The study revealed no new safety signals for Austedo (deutetrabenazine; Teva Pharmaceuticals), a vesicular monoamine transporter 2 inhibitor approved by the FDA for the treatment of chorea associated with Huntington’s disease and tardive dyskinesia in adults.

“In a pilot study in adolescents with [Tourette syndrome (TS)], deutetrabenazine was generally well tolerated and significantly reduced the severity of the tic,” Joseph Jankovic, MNS, from Baylor College of Medicine in Texas, and colleagues wrote. “Based on these results, clinical development of deutetrabenazine was continued in the Alternatives for Reducing Tics in TS (ARTISTS) program.

“Here we report results from the ARTISTS 1 study, which evaluated the efficacy, safety, and tolerability of flexible, response-driven doses of deutetrabenazine in children and adolescents with TS,” she added.

According to the Yale Global Tic Severity Scale-Total Tic Score (YGTSS-TTS), the researchers analyzed data from children and adolescents ages 6 to 16 with TS and active tics that caused anxiety or disability. They randomly assigned 59 participants to deutetrabenazine (mean age 11.5 years; 90% boys) and 60 participants to placebo (mean age 11.5 years; 85% boys), titrated over 7 weeks to an optimal level. They followed this up with a 5-week maintenance period. A total of 48 mg per day represented the maximum daily dose of deutetrabenazine.
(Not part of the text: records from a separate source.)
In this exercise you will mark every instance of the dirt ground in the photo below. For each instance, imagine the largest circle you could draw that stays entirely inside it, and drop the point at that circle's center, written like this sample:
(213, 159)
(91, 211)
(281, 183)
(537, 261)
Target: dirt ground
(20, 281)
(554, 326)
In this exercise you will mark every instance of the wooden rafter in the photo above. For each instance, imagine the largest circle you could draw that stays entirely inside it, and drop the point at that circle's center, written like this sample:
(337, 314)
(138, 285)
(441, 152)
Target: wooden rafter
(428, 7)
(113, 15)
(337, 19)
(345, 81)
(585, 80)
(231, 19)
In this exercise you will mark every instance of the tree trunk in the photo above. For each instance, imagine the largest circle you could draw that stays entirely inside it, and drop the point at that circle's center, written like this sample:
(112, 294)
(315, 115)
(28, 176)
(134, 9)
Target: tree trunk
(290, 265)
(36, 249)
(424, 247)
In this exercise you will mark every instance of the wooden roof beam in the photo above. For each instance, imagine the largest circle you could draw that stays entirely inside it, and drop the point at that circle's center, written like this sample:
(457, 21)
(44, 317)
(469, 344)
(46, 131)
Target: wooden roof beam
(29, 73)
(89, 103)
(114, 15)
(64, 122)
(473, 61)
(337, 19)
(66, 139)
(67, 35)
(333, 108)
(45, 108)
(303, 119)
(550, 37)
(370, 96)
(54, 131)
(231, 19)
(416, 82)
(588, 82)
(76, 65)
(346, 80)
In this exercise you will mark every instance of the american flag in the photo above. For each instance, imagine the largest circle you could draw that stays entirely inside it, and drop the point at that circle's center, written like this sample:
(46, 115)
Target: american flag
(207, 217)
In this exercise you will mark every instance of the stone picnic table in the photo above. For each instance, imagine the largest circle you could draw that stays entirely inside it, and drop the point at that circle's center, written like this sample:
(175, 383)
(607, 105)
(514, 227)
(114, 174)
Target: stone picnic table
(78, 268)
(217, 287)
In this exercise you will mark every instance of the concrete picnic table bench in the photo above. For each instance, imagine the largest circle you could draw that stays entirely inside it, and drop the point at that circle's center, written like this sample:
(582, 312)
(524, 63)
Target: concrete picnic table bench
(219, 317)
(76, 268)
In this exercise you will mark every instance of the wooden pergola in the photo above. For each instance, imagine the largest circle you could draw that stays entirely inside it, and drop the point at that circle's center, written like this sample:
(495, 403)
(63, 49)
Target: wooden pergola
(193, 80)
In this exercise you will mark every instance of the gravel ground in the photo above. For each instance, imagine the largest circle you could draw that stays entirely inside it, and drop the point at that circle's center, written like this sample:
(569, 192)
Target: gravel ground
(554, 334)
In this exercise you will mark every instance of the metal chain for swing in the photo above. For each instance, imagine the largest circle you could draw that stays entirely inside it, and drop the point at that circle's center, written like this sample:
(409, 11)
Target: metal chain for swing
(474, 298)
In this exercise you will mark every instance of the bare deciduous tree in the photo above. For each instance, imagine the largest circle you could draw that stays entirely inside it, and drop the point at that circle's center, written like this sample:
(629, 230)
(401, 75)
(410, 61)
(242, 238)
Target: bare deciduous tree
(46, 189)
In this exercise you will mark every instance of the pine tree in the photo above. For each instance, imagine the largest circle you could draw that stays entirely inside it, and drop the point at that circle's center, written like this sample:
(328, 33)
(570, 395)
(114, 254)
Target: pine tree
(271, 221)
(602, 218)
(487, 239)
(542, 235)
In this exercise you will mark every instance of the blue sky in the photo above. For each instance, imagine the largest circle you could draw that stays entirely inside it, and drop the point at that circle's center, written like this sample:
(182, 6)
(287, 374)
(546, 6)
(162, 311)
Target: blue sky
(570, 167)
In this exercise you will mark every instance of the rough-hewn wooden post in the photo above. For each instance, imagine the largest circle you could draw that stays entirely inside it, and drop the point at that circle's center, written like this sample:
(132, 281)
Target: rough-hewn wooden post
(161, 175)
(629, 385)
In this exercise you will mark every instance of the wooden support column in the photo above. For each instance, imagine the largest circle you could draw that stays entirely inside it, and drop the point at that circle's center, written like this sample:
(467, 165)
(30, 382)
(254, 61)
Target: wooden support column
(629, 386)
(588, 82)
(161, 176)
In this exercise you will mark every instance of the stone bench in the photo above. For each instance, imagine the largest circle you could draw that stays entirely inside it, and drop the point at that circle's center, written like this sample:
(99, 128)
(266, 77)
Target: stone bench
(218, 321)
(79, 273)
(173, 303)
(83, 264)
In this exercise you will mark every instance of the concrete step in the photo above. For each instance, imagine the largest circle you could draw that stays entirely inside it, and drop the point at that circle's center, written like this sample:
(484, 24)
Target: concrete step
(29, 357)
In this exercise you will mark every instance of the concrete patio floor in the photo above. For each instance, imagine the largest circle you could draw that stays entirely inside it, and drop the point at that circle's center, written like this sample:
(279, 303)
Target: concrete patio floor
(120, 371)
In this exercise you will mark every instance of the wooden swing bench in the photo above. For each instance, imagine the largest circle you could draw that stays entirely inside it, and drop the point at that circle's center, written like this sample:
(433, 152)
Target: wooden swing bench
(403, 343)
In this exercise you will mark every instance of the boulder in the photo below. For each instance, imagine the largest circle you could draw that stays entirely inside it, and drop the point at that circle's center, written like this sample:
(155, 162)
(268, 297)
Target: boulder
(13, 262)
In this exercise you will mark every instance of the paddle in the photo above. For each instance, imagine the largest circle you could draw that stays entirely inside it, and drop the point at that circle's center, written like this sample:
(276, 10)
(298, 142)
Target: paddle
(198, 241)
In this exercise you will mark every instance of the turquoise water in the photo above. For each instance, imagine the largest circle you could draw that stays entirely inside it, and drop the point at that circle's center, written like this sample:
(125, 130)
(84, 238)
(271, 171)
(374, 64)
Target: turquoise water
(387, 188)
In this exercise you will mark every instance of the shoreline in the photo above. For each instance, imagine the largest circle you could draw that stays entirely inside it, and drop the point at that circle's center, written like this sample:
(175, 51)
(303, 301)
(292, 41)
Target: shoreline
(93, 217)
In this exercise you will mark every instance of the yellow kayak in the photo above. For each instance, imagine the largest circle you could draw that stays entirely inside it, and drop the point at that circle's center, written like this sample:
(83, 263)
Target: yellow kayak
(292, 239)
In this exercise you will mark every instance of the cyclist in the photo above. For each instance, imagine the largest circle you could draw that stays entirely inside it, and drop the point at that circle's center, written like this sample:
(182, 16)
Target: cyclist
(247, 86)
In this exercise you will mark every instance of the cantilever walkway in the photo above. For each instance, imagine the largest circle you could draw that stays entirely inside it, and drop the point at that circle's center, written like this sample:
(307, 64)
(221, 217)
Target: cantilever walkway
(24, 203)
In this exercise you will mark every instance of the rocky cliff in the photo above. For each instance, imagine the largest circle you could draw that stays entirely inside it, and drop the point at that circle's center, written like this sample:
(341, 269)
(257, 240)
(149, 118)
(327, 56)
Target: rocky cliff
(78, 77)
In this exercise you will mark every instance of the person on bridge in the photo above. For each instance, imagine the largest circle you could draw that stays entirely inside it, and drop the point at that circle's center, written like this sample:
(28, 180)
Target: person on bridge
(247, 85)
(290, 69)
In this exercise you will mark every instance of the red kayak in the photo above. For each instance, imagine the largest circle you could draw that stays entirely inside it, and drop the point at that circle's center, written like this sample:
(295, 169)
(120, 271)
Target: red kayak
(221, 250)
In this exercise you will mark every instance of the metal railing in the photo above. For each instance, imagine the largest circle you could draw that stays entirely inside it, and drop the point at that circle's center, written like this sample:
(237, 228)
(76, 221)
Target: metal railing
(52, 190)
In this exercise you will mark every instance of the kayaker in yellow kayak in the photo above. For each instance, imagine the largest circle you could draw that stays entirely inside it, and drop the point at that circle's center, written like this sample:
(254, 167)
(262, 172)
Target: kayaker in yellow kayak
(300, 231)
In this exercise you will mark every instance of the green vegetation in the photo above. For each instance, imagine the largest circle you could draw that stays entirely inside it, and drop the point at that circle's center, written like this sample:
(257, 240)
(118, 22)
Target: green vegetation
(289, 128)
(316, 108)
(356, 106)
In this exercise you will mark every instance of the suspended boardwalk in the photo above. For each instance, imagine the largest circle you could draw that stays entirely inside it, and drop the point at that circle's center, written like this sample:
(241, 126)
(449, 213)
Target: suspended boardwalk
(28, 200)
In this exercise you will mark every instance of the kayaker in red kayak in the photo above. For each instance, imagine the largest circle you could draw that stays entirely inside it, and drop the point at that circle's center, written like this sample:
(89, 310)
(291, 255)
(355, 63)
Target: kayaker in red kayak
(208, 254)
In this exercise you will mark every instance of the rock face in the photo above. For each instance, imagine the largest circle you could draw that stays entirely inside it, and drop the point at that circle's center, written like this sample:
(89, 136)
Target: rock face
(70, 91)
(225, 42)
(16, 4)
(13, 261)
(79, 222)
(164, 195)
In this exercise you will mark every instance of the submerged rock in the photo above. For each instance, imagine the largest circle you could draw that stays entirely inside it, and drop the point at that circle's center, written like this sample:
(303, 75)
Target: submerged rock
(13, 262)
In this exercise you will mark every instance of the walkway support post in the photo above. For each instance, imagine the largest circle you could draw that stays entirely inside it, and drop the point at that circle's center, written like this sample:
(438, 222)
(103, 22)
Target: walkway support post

Change from baseline to week 12 in YGTSS-TTS served as the primary efficacy endpoint. Changes in Gilles de la Tourette syndrome Gilles de la Tourette quality of life activities of daily living subscale score served as important secondary endpoints.

Jankovic and colleagues evaluated safety based on treatment-emergent adverse events, vital signs, questionnaires, and laboratory parameters.

The results showed no significant difference in YGTSS-TTS score at week 12 between the two groups, with a least squares mean of –0.7 (95% CI, –4.1 to 2.8). Researchers reported that the groups had no nominally significant differences for key secondary endpoints. A total of 38 (66%) patients who received deutetrabenazine and 33 (56%) who received placebo had treatment-emergent adverse events that were generally mild or moderate.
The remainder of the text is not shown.